The Book Sommelier Strikes Back (Part VII)

It’s been a while since the last episode of the Book Sommelier, but I have some fresh combinations for readers looking for a bookish shot and chaser.

The Volunteer, by Salvatore Scibona, and East of Eden, by John Steinbeck

Sometimes when I read book, Bible verses bubble up from the depths of my brain, from when I was being brought up as a Lutheran. (This is particularly weird given that I’m an atheist. Funny how words stick in my brain.) In the case of The Volunteer and East of Eden, I couldn’t help but think of the verse from Exodus, “visiting the iniquity of the fathers upon the children unto the third and fourth generation of them that hate me” (KJV). The sins of the fathers in both The Volunteer and East of Eden are definitely visited on their descendants, though not quite all the way to the third and fourth generations. Both of these books had me thinking about the ways that a father’s expectations for their sons and the way that father raises those sons can work at odds. I would recommend this pairing for fans of generational sagas.

Ella Minnow Pea, by Mark Dunn, and The Memory Police, by Yoko Ogawa

Both Ella Minnow Pea and The Memory Police begin with small, isolated communities. And both deal with the slow disappearance of meaning. Without language (in Ella Minnow Pea) and without names (in The Memory Police), we loose our grips on the world around us. Things becomes strange and unsettling when we don’t have words with which to understand them. Both novels are fascinating thought experiments, grounded in excellent character development.
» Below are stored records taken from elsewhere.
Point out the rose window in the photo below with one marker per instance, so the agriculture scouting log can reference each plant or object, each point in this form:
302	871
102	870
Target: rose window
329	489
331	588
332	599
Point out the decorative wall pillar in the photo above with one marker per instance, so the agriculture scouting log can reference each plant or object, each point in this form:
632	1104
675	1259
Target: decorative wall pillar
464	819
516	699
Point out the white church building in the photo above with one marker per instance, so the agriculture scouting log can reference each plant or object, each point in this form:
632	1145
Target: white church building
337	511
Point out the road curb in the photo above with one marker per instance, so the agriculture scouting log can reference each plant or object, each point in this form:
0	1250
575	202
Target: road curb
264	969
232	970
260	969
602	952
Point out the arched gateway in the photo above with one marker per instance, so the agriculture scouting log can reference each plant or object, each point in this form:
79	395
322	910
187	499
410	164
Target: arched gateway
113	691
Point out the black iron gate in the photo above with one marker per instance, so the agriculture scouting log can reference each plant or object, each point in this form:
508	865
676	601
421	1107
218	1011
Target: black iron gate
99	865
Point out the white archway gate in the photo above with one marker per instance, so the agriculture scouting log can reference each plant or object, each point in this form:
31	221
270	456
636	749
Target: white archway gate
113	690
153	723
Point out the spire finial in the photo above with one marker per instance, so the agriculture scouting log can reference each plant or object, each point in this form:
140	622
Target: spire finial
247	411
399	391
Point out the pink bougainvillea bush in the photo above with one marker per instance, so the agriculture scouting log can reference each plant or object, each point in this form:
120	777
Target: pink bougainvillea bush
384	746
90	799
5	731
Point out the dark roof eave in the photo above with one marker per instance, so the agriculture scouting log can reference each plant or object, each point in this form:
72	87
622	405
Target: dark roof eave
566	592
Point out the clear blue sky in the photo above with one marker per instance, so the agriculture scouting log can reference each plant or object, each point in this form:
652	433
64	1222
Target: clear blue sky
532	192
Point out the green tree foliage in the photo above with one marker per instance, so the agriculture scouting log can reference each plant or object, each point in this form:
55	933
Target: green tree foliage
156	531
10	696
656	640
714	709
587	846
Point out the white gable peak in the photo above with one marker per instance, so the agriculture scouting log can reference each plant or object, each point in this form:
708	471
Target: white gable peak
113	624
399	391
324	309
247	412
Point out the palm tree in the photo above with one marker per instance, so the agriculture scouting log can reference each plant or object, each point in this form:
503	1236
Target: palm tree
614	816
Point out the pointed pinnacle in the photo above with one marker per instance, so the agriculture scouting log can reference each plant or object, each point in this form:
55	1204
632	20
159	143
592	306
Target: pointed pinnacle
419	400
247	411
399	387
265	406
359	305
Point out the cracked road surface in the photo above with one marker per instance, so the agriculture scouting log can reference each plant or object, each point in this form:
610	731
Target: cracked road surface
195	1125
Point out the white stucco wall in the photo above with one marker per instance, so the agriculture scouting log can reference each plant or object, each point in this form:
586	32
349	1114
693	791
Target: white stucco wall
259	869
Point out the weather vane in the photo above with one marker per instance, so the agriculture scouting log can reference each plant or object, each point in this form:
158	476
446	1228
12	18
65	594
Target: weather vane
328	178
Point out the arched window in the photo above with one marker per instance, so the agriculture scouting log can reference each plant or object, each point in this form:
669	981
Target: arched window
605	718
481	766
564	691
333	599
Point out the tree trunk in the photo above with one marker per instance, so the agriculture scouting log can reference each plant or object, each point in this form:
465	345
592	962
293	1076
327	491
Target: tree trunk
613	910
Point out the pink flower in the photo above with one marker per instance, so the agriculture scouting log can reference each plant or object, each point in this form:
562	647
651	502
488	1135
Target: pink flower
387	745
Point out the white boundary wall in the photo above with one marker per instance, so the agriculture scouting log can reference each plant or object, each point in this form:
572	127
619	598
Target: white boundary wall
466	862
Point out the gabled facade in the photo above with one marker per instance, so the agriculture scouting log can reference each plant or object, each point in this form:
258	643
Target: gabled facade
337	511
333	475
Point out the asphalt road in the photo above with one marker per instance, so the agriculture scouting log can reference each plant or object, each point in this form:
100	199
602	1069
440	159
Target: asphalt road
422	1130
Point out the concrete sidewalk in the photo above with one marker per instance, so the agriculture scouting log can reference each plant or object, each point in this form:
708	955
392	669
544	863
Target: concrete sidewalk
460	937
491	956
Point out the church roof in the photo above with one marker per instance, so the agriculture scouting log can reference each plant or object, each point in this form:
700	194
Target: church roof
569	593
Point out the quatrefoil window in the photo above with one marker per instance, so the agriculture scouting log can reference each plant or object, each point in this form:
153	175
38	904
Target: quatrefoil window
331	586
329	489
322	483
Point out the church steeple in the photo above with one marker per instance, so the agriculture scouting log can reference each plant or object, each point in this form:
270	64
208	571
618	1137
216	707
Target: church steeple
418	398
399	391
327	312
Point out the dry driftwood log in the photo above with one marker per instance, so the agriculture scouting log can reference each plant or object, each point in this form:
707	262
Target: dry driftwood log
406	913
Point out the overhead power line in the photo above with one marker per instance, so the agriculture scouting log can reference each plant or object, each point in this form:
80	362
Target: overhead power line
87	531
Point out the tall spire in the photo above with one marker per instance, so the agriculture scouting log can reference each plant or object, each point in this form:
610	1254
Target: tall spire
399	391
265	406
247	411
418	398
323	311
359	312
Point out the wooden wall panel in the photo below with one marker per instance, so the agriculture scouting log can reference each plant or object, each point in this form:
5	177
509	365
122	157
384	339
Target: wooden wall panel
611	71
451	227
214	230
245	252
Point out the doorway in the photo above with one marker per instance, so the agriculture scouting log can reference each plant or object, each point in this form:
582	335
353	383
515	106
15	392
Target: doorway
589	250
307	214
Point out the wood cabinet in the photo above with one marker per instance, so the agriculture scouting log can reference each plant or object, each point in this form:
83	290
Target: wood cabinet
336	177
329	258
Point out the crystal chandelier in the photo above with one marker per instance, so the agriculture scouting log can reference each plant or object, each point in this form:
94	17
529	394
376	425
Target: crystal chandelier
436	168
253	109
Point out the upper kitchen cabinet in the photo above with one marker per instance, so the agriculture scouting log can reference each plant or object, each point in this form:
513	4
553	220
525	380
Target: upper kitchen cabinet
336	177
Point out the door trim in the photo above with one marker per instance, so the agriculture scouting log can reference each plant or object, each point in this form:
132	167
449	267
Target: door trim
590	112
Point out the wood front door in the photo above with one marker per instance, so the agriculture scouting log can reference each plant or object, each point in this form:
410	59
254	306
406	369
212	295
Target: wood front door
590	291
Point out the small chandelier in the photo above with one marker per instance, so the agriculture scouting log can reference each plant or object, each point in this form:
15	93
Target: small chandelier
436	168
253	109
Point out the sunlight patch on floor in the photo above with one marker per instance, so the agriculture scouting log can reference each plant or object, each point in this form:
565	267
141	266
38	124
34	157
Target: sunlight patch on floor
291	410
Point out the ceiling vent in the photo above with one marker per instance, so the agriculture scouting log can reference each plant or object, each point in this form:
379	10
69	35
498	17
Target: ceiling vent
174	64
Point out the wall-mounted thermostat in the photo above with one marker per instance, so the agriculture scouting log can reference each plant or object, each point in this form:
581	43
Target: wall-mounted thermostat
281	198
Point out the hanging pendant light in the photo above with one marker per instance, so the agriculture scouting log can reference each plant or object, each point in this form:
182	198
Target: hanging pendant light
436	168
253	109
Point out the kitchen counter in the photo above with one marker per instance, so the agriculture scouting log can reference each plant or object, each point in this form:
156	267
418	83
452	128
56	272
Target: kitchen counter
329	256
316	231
Ella Minnow Pea has a lighter tone than The Memory Police; I often found it funny, until events get completely out of control.

Pet Sematary, by Stephen King, and Smoke Gets in Your Eyes, by Caitlin Doughty

Pet Sematary and Smoke Gets in Your Eyes have similar theses, shocking thought it might seem. Both of these books reveal just how strange we are about death in an age with so much life-extending medicine. We don’t encounter death as much as we did in previous centuries. King’s novel provides evidence of the way that parents squirm when it comes to explaining death to their children. As I read Pet Sematary, I was strongly reminded of Doughty, who wrote that we’ve lost our rituals for dealing with death. This may be my strangest pairing yet, but I think readers will get a kick out of reading these books back-to-back.